15. The record establishes that Claimant’s average weekly wage for the twelve weeks prior to her initial injury and period of disability was $673.30. No evidence was introduced, however, as to Claimant’s average weekly wage for the twelve weeks preceding either the July 1998 or October 2001 disability periods. Nor is there any evidence as to “the compensation received by a person in the same grade employed in the same class of employment and in the same district” – the wages of a comparable employee, in other words – during the twelve weeks prior to the most recent period of disability, which I find began on March 29, 2007. See Cote v. Vermont Transit and St. Johnsbury Academy, Opinion No. 33-96 (June 19, 1996). In accordance with §650(c), the appropriate compensation rate should be based on whichever of the above periods yields the highest average weekly wage, subject to the applicable weekly net income cap imposed by the statute in effect at the time of Claimant’s original injury. Bollhardt v. Mace Security International, Inc., supra.
16. Claimant has submitted a request under 21 V.S.A. §678 and Workers’ Compensation Rule 10.0000 for costs totaling $52.66 and attorney’s fees totaling $2,871.00. I find that Claimant has substantially prevailed on her claim and that the costs and fees requested are reasonable.
2 Under the circumstances of this claim, I need not decide whether the same conclusion should apply to situations where the disabling medical condition is not work-related. Although a claimant’s lack of wages may be equally involuntary in such situations, other monetary safety nets may be available to protect against economic hardship in those cases. See Case of Louis, 676 N.E.2d 791 (Ma. 1997).
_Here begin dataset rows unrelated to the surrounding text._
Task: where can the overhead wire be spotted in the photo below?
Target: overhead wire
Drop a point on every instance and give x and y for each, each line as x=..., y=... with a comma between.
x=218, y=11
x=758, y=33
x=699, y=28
Based on the foregoing findings of fact and conclusions of law, Defendant is ORDERED to pay:
1. Temporary disability benefits causally related to Claimant’s right knee injury commencing on March 29, 2007 at a rate to be determined in accordance with Conclusion of Law #15 above; and
2. Costs in the amount of $52.66 and attorney’s fees totaling $2,871.00.
DATED at Montpelier, Vermont this 4th day of December 2007.
Patricia Moulton Powden
Within 30 days after copies of this opinion have been mailed, either party may appeal questions of fact or mixed questions of law and fact to a superior court or questions of law to the Vermont Supreme Court. 21 V.S.A. §§670, 672.